Yo wes, sana istirahat. Nanti ikut Ibu belanja buat acara buka meja,” suruh Ibu membuat saya langsung terkulai lemas.

            Saya benci setiap kali mendengar tradisi itu. Anehnya banyak gadis-gadis di kampung saya justru sangat menantikan acara tersebut.

            “Memang kita mau ikut acara itu?” Tanya saya.

            “Ya iya, kan kamu sudah gedhe!" Kali ini Bapak menyahut dari ruang tamu sambil menyeruput kopi pahit kesukaannya.

            “Gita gak mau ah Pak, nanti kalau ada yang melamar Gita gimana? Gita kan masih belum siap menikah muda!” Tolak saya.

            Saya memang hopeless romantic, tapi bukan berarti saya tidak pernah jatuh cinta sebelumnya. Saya masih ingat, sewaktu SMA saya pernah menyukai anak Pak RT yang rumahnya tidak jauh dari rumah saya, Revan namanya. Dulu kami sering pulang sekolah bersama. Tapi Bapak bilang itu hanya 'cinta monyet'. Terakhir kali saya dengar kabar tentang Revan, kalau dia mendaftar angkatan militer.

            Wes lah, nurut sama Bapak!”

            “Gita dua puluh dua tahun selalu nurut sama Bapak, Gita mau bangun karir dulu, Pak. Lagi pula kampung kita mau sampai kapan melestarikan budaya patriarki itu?”

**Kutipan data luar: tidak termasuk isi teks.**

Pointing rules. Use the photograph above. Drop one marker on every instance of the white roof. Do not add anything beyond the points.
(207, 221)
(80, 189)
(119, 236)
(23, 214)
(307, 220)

            Saya tidak tahan lagi, meskipun saya hidup dikeluarga yang sederhana dan Bapak selalu mencukupi kebutuhan saya, segala keinginannya harus saya turuti. Apalagi warga di kampung saya yang kental patriarki menjadikan perempuan sebagai objek yang harus menyesuaikan standar laki-laki.

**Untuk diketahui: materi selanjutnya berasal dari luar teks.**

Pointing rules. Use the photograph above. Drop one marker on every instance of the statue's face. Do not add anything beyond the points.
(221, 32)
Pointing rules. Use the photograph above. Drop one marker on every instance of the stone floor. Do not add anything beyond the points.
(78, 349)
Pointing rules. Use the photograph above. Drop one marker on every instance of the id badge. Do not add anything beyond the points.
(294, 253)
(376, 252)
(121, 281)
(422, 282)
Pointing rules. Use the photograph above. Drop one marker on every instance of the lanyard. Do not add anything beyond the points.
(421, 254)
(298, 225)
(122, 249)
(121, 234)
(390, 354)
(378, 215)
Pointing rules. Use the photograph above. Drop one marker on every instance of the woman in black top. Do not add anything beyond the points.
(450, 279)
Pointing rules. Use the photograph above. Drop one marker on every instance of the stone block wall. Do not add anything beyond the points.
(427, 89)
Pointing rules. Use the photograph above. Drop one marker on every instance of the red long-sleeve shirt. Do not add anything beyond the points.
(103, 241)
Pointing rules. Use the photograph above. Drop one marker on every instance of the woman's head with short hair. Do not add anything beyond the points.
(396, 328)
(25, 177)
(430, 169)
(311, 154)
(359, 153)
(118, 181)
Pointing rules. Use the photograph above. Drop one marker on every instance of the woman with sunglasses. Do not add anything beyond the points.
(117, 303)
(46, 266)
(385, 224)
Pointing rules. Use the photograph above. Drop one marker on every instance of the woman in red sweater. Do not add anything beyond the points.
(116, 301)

            “Buka meja ini adalah ajang untuk mempererat tali silaturahmi, Git!” Tegas Bapak.

            “Ajang silaturahmi atau ajang gengsi dan pamer kekayaan, Pak?”

            Sebelum berlanjut menjadi perdebatan, Ibu segera menghentikan aksi kami dan menyuruh saya segera masuk ke dalam kamar.

 

***

 

            Sebelum acara buka meja, semua warga di kampung saya yang memiliki anak gadis atau perawan akan berlomba-lomba pergi berbelanja kudapan yang enak dan mewah sementara anak laki-laki atau bujang akan membuat petasan. Namun, kemarin saat saya pulang dari berbelanja dengan Ibu, saya melihat rumah Pak RT sepi.

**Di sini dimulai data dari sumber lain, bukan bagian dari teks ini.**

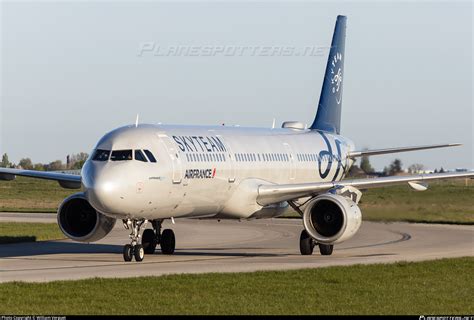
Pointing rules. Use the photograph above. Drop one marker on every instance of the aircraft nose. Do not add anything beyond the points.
(104, 188)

            “Apa Revan tahun ini tidak ikut buka meja, Bu?” Tanya saya sambil memotong sayuran. Apa saya terlalu merindukan cinta lama saya?

            Emboh yo, Git. Setahu Ibu, Revan itu sekarang sudah di tempatkan kerja di luar pulau. Pastinya jarang pulang.” Jawab Ibu.

            “Kok belum ganti baju, Git? Wes jam berapa ini? Abis sholat magrib, bujang-bujang itu pasti kesini!” Suruh Bapak saat keluar dari kamar mandi.

            Lagi-lagi saya harus terpaksa mengikuti keinginan Bapak. Bisa dibilang saya seperti hidup di dalam botol yang tidak tahu bagaimana caranya keluar dari dalam sana. Saya pun beringsut menuju kamar untuk bersiap–siap. Setahu saya para gadis akan berdandan sesuai dengan bagaimana laki-laki mempersepsikan kecantikan, namun saya berdandan seadanya.

            Sampai menjelang sholat tarawih, barulah terdengar seseorang menyalakan petasan di pekarangan rumah saya sebagai pertanda ada bujang yang akan bertamu. Saya segera menyambutnya di ruang tamu dengan senyuman dan menyuguhkan kudapan yang sudah keluarga kami siapkan.

            “Nama saya Aditya.” Ucapnya sambil mengulurkan tangan pada saya.

            Saya menjabat tangannya, “Saya Gita.”

            Sambil menikmati kudapan sambil melanjutkan obrolan dengan Aditya. Katanya dia tinggal di kampung sebelah dan sekarang bekerja sebagai pengusaha. Semakin lama Aditya minta dilayani yang aneh–aneh layaknya raja. Tiba-tiba dia mendekatkan duduknya pada saya dan dengan lancang memegang tangan saya kemudian meraba-raba pinggang saya tanpa izin sambil meluncurkan rayuan-rayuan nakal. Dengan mata berkaca-kaca, saya langsung menamparnya dengan keras lalu berlari ke dalam kamar dan menangis sejadi-jadinya.

            Dari luar, Ibu dan Bapak saya terus menggedor-gedor pintu kamar saya. Kata Bapak saya harus minta maaf pada Aditya karena sudah berbuat tidak sopan pada tamu tetapi saya tidak peduli. Berselang kemudian, saya mendengar ada bunyi petasan lagi dari pekarangan rumah saya. Saya bersumpah tidak akan keluar dari kamar dan menemui tamu–tamu itu lagi.

            “Gita ayo keluar, ada Revan mau ketemu ini lho!"